03-26-2025 02:24 PM - edited 03-26-2025 02:26 PM
I recently joined a new company where they use ICX7450 as core and distribution switches.
Distribution switch is connected by trunk to 6 3rd party field switches.
Additionally these field switches have the following connections.
1 and 2 connected together
3 and 4 connected together
5 and 6 connected together
All field switches are L2 switches so routing is not an option unfortunately.
Distribution switch has per vlan 802-1w enabled, all field switches have standard RSTP enabled.
Core switch has STP completely off (no idea why)
distribution switch has priority set to 0 on all vlans.
The problem we have:
We always need to have one port shut down for example to switch 1 or switch 2 (also either 3 or 4 and either 5 or 6) on distribution switch. When we enable both links creating a loop we get random behavior. Sometimes broadcast storm starts right away, we see distrib 7450 get CPU spike to 20% but surprisingly we had many situations where everything was working fine for hours. I logged in to field switches where I saw they correctly elected alternating route and put one port in discarding mode. No CPU spike on distribution at all. I went home only to wake up to hundreds e-mail from Solarwinds and network was completely down. Turns out for whatever reason one field switch turned it's discarding port to forwarding.

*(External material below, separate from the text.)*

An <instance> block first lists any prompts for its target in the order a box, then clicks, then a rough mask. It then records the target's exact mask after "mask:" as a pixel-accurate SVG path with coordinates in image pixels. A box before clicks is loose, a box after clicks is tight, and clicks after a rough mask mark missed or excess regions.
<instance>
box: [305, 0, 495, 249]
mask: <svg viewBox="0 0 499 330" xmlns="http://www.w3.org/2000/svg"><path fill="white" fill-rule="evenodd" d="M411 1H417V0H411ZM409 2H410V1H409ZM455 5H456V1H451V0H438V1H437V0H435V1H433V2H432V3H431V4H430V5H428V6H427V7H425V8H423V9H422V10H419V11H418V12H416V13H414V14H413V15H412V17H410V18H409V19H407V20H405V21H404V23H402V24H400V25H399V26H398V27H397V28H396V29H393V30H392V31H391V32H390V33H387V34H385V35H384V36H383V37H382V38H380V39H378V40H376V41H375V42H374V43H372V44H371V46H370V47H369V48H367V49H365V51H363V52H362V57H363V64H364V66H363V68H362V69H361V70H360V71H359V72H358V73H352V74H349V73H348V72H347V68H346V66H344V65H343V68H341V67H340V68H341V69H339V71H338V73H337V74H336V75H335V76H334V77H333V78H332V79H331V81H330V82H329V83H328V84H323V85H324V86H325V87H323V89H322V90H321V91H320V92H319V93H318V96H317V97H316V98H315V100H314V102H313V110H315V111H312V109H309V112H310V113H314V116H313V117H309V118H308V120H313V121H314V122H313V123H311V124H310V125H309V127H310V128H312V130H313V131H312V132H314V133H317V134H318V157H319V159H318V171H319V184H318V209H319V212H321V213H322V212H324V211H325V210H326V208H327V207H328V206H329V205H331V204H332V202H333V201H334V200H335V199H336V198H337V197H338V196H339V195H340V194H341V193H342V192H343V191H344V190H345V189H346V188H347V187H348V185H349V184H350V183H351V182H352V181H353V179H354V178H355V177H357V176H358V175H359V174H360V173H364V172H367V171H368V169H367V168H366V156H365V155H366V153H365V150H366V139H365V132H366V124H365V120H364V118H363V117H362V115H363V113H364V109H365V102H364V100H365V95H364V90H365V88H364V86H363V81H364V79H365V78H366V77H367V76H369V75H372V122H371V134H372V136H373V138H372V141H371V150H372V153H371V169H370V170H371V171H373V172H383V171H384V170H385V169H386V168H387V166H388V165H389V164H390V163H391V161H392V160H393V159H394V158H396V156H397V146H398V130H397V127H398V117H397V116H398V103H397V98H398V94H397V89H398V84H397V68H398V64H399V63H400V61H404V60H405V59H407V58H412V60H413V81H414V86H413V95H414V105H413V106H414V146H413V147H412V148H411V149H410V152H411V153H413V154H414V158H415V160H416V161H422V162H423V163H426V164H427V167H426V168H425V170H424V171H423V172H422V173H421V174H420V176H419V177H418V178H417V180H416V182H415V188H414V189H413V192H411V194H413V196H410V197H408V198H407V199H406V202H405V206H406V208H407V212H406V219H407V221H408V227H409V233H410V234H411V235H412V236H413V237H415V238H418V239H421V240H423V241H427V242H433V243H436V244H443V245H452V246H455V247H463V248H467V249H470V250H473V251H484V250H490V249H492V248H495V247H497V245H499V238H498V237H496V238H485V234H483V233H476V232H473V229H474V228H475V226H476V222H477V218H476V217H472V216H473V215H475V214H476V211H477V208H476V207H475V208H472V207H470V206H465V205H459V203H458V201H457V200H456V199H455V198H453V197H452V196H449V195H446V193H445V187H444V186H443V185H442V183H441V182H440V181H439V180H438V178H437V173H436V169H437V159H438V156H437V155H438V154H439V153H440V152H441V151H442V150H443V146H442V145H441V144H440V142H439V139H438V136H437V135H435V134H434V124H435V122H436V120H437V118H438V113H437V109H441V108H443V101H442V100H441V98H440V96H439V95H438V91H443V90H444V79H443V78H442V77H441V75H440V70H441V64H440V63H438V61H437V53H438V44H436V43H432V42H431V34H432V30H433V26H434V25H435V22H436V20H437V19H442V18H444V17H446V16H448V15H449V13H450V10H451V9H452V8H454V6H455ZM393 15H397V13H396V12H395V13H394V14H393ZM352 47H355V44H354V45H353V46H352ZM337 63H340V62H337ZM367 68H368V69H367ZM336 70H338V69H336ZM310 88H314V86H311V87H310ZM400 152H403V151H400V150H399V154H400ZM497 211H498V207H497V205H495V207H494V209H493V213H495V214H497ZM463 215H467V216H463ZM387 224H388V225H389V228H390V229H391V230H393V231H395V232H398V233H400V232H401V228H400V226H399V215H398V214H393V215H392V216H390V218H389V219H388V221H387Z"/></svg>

Thinking that it's a problem with classic RSTP on field switch unable to talk to per vlan RSTP on 7450 I enabled single instance of 802-1w on distrib switch. In theory everywhere except for Core we have classic RSTP. This makes problem even worse. Broadcast storm right away when we create a loop.
I have already spent 2 weeks fighting with this and I pull my hair on this. Why is it happening.
Oh I should add that our distribution switch is running SPR code because we have VE interfaces on it. Does SPR not work with STP?
Anyway please help me identify the problem.